Folge der Lehrstellenmisere: Rund 3500 Jugendliche suchen aktuell vergeblich einen Lehrplatz. Die Produktionsgewerkschaft PRO-GE schlägt jetzt Alarm und wirft der Wirtschaft Kurzsichtigkeit vor.

„Wir haben mehr als 1000 Ausbildungsbetriebe verloren. Das ist in Zeiten eines steigenden Bedarfs an Facharbeitskräften alarmierend“, sagt Reinhold Binder, Vorsitzender der Produktionsgewerkschaft PRO-GE. „Wer heute nicht ausbildet, wird morgen umso lauter nach Fachkräften rufen müssen.“

Industrie mit dramatischem Minus
Besonders hart trifft es die Industrie: Hier ging die Zahl der neuen Lehrstellen im ersten Lehrjahr 2025 um dramatische 14 Prozent zurück. „Jede siebente Lehrstelle in Österreichs Industriebetrieben wurde 2025 gestrichen. Mit diesem Verhalten sägt die Wirtschaft an dem Ast, auf dem sie eigentlich sitzt“, kritisiert Binder scharf. Sein Vergleich ist plakativ: „Jeder Fußballverein, jede Blasmusikkapelle weiß, warum sie Nachwuchsarbeit betreibt: ohne Jugend keine Zukunft, ohne Lehrstellen keine Fachkräfte!“

(Bild: Krone KREATIV/stock.adobe.com)

PRO-GE fordert: Ausbildungs-Muffel sollen zahlen!
Doch was tun, um die Lehrlingsausbildung – lange Zeit Österreichs Erfolgsgeheimnis – zu retten? Die PRO-GE hat einen radikalen Vorschlag: einen Lehrkostenausgleichsfonds.

Das Modell: Betriebe, die keine Lehrlinge ausbilden, sollen mit einer Art „Abschlag“ in einen Topf zahlen. Aus diesem Fonds werden dann jene Unternehmen unterstützt, die in junge Nachwuchskräfte investieren und sie ausbilden.

Reinhold Binder, Vorsitzender der Produktionsgewerkschaft PRO-GE. „Wer heute nicht ausbildet, ...
Reinhold Binder, Vorsitzender der Produktionsgewerkschaft PRO-GE. „Wer heute nicht ausbildet, wird morgen umso lauter nach Fachkräften rufen müssen.“(Bild: PRO-GE)

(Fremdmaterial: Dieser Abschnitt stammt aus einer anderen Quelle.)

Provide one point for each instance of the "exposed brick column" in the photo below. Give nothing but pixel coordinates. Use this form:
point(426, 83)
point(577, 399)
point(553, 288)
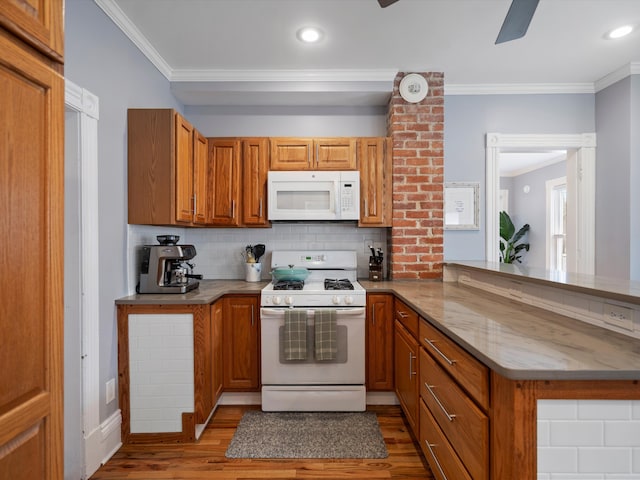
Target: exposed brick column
point(417, 130)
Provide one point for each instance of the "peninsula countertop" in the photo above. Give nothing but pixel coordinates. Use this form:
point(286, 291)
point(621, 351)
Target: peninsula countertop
point(517, 341)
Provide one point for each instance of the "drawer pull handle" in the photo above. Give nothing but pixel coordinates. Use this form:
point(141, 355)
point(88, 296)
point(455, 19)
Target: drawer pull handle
point(435, 459)
point(450, 416)
point(431, 344)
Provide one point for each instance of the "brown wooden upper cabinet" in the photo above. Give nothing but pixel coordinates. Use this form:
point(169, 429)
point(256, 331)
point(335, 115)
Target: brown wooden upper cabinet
point(313, 154)
point(255, 160)
point(166, 158)
point(224, 175)
point(376, 183)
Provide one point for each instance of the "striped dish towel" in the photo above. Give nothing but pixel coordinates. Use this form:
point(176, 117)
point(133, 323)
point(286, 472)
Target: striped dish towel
point(295, 334)
point(325, 339)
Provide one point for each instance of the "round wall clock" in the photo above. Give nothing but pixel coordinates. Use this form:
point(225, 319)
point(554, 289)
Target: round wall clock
point(413, 88)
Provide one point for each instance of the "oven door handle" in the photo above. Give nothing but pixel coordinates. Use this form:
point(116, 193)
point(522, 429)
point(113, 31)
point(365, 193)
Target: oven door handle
point(339, 311)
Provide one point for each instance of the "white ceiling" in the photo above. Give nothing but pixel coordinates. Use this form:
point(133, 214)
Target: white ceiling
point(234, 52)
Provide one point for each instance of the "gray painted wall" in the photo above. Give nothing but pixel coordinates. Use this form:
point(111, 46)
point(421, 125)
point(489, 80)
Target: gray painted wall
point(468, 118)
point(101, 59)
point(613, 180)
point(531, 208)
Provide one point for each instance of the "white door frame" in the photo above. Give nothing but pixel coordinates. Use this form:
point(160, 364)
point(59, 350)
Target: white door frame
point(581, 170)
point(86, 105)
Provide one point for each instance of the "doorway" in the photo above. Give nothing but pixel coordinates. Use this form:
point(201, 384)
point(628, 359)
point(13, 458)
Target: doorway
point(580, 188)
point(82, 436)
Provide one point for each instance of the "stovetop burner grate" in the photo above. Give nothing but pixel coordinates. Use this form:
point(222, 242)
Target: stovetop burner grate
point(338, 284)
point(288, 285)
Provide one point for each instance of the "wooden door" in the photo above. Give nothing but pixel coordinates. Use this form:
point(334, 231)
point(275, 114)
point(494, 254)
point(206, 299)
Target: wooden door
point(224, 177)
point(184, 170)
point(406, 373)
point(39, 23)
point(241, 343)
point(217, 315)
point(291, 154)
point(374, 161)
point(334, 154)
point(255, 155)
point(31, 311)
point(379, 342)
point(200, 177)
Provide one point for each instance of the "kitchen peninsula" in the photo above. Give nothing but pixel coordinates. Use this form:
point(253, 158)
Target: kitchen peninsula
point(504, 340)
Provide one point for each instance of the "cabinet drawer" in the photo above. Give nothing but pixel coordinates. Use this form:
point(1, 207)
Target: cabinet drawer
point(470, 374)
point(406, 316)
point(441, 457)
point(463, 423)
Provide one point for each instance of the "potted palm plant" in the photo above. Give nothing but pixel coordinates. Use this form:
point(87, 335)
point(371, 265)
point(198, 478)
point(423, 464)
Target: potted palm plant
point(511, 242)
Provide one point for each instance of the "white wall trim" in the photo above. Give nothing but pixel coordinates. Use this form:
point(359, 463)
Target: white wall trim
point(87, 106)
point(585, 144)
point(115, 13)
point(517, 88)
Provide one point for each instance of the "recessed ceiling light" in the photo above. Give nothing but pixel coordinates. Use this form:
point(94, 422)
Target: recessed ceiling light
point(620, 32)
point(309, 34)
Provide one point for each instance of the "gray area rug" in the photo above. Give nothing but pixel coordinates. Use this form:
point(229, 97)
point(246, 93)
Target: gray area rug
point(307, 435)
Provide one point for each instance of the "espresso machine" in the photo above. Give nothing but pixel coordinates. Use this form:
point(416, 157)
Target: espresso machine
point(165, 268)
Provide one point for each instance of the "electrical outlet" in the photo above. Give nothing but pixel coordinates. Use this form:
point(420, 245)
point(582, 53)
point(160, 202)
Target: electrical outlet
point(111, 390)
point(618, 315)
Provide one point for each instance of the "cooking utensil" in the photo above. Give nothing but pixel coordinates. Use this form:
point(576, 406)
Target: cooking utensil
point(168, 239)
point(258, 251)
point(290, 273)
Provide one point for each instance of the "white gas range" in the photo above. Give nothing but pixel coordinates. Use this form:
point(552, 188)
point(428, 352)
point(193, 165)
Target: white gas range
point(313, 335)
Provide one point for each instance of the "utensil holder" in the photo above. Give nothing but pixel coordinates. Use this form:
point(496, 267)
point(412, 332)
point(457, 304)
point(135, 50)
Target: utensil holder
point(253, 272)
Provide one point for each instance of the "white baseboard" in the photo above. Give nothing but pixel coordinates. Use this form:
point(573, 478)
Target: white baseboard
point(102, 443)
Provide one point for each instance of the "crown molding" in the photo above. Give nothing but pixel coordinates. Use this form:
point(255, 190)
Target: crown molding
point(517, 88)
point(632, 68)
point(363, 75)
point(115, 13)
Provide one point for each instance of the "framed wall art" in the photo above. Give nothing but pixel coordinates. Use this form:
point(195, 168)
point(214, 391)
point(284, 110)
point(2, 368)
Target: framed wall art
point(461, 209)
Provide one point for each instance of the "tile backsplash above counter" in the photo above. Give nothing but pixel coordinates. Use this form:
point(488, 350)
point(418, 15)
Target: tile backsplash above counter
point(219, 249)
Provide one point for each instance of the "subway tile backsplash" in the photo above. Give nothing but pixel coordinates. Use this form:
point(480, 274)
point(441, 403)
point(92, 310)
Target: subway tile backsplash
point(219, 249)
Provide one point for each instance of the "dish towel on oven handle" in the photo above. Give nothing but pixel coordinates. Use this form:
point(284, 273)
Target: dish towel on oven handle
point(295, 334)
point(325, 335)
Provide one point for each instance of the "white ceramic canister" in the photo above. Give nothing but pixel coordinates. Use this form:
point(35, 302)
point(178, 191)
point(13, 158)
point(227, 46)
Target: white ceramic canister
point(253, 272)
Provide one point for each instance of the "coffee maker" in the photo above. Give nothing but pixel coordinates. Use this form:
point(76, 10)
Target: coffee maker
point(163, 270)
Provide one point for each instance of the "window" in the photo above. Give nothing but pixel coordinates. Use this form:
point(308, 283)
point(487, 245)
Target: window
point(557, 224)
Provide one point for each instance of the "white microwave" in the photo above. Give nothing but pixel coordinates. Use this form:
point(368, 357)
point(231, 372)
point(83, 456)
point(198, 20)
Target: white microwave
point(313, 195)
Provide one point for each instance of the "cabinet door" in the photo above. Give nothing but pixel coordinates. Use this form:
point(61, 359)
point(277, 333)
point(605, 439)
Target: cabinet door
point(379, 342)
point(334, 154)
point(291, 154)
point(406, 373)
point(216, 350)
point(255, 155)
point(224, 175)
point(39, 23)
point(374, 160)
point(200, 177)
point(31, 318)
point(184, 170)
point(241, 330)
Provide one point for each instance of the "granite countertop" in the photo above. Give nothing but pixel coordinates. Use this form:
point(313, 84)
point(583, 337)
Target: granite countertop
point(518, 341)
point(207, 292)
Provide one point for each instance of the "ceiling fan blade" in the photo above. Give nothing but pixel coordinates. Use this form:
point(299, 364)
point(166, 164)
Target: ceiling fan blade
point(517, 20)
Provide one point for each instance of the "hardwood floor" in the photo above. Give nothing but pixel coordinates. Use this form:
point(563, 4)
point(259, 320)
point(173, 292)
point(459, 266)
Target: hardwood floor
point(206, 460)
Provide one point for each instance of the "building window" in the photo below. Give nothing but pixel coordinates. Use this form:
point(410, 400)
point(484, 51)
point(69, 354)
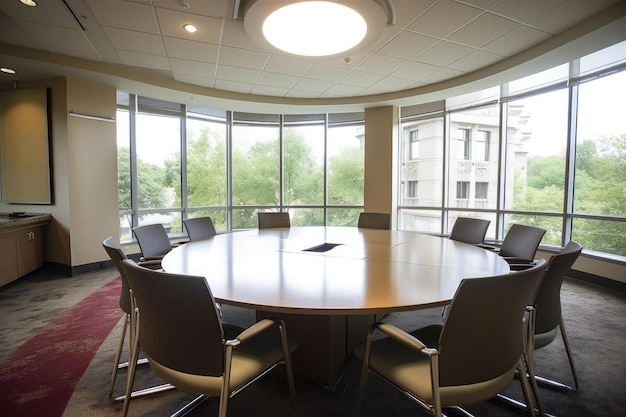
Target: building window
point(481, 190)
point(483, 140)
point(413, 145)
point(411, 189)
point(463, 144)
point(462, 189)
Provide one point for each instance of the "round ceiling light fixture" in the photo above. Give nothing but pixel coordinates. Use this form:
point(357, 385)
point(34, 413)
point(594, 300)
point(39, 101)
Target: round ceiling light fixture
point(316, 29)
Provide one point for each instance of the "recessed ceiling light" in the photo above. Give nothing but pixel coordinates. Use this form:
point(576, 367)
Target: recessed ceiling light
point(190, 28)
point(319, 29)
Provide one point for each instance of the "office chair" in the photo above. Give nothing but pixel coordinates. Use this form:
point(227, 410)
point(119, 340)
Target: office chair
point(180, 330)
point(471, 358)
point(374, 221)
point(153, 241)
point(270, 220)
point(117, 256)
point(469, 230)
point(199, 228)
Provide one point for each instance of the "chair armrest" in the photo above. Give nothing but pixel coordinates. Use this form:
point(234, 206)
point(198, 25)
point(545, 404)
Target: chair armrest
point(401, 336)
point(256, 328)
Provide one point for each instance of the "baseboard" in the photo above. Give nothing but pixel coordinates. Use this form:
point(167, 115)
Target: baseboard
point(598, 280)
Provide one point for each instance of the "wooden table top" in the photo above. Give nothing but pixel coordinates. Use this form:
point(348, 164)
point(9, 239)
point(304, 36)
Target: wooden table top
point(368, 271)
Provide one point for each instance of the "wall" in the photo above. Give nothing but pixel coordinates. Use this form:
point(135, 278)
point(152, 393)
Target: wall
point(84, 174)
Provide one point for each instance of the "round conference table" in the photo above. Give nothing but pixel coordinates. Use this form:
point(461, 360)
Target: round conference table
point(329, 283)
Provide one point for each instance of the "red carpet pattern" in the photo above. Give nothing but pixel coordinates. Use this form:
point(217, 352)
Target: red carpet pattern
point(39, 378)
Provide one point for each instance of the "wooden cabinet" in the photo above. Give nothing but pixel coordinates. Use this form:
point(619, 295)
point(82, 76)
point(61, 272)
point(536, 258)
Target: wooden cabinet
point(21, 251)
point(29, 250)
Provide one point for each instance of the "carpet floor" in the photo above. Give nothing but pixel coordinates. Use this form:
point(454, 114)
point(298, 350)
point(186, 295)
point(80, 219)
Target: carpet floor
point(595, 318)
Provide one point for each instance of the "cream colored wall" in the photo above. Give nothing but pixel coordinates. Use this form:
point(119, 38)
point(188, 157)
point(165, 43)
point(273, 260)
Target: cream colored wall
point(381, 129)
point(57, 235)
point(92, 170)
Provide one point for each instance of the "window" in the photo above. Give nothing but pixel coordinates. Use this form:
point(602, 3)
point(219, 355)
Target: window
point(481, 191)
point(463, 144)
point(178, 161)
point(462, 189)
point(483, 141)
point(560, 165)
point(412, 189)
point(414, 145)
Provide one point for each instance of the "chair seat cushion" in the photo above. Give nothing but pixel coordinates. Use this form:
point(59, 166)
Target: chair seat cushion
point(410, 371)
point(249, 360)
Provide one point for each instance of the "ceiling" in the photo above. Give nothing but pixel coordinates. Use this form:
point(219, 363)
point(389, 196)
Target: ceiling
point(140, 44)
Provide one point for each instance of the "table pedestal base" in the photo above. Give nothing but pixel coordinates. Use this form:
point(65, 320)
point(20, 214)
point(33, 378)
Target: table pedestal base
point(324, 342)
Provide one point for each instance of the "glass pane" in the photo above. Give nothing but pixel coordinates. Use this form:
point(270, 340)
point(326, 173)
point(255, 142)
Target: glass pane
point(303, 165)
point(536, 145)
point(542, 79)
point(600, 235)
point(420, 220)
point(348, 217)
point(172, 222)
point(421, 163)
point(474, 149)
point(491, 231)
point(600, 172)
point(218, 217)
point(307, 216)
point(123, 161)
point(552, 225)
point(256, 166)
point(158, 161)
point(206, 163)
point(346, 162)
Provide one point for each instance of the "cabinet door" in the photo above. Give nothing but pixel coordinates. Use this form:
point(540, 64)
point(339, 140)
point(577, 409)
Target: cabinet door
point(8, 257)
point(29, 250)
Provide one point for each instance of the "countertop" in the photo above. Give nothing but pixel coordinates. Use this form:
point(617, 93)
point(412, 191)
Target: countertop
point(8, 221)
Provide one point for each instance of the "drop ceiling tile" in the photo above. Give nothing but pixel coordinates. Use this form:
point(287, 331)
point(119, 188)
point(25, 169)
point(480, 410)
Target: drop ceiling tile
point(186, 67)
point(234, 34)
point(343, 90)
point(408, 45)
point(238, 87)
point(196, 80)
point(265, 90)
point(415, 71)
point(277, 80)
point(327, 72)
point(475, 61)
point(59, 37)
point(381, 64)
point(568, 14)
point(361, 79)
point(443, 54)
point(288, 66)
point(213, 8)
point(194, 51)
point(137, 59)
point(516, 41)
point(316, 86)
point(441, 75)
point(135, 41)
point(171, 24)
point(227, 73)
point(444, 18)
point(519, 10)
point(243, 58)
point(125, 15)
point(483, 30)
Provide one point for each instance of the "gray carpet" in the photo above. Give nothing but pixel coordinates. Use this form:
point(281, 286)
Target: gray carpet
point(596, 320)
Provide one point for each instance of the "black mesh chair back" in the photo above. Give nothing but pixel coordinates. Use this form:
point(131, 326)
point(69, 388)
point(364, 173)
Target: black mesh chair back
point(199, 228)
point(469, 230)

„Jene Betriebe, die sich vor der Lehrlingsausbildung drücken, sollen künftig an den Kosten beteiligt werden. Für die bereits jetzt vorbildlichen Unternehmen wird so mehr Gerechtigkeit geschaffen und das duale System wieder attraktiver“, erklärt Binder die umstrittene Idee.

Appell an die Betriebe: Jetzt handeln!
Binder appelliert mit Nachdruck an alle Betriebe, sich einer „Lehrlingsoffensive“ anzuschließen. Die Botschaft ist klar: Der akute Fachkräftemangel ist hausgemacht. Nur wer heute in Lehrlinge investiert, sichert sich morgen die dringend benötigten Facharbeiter.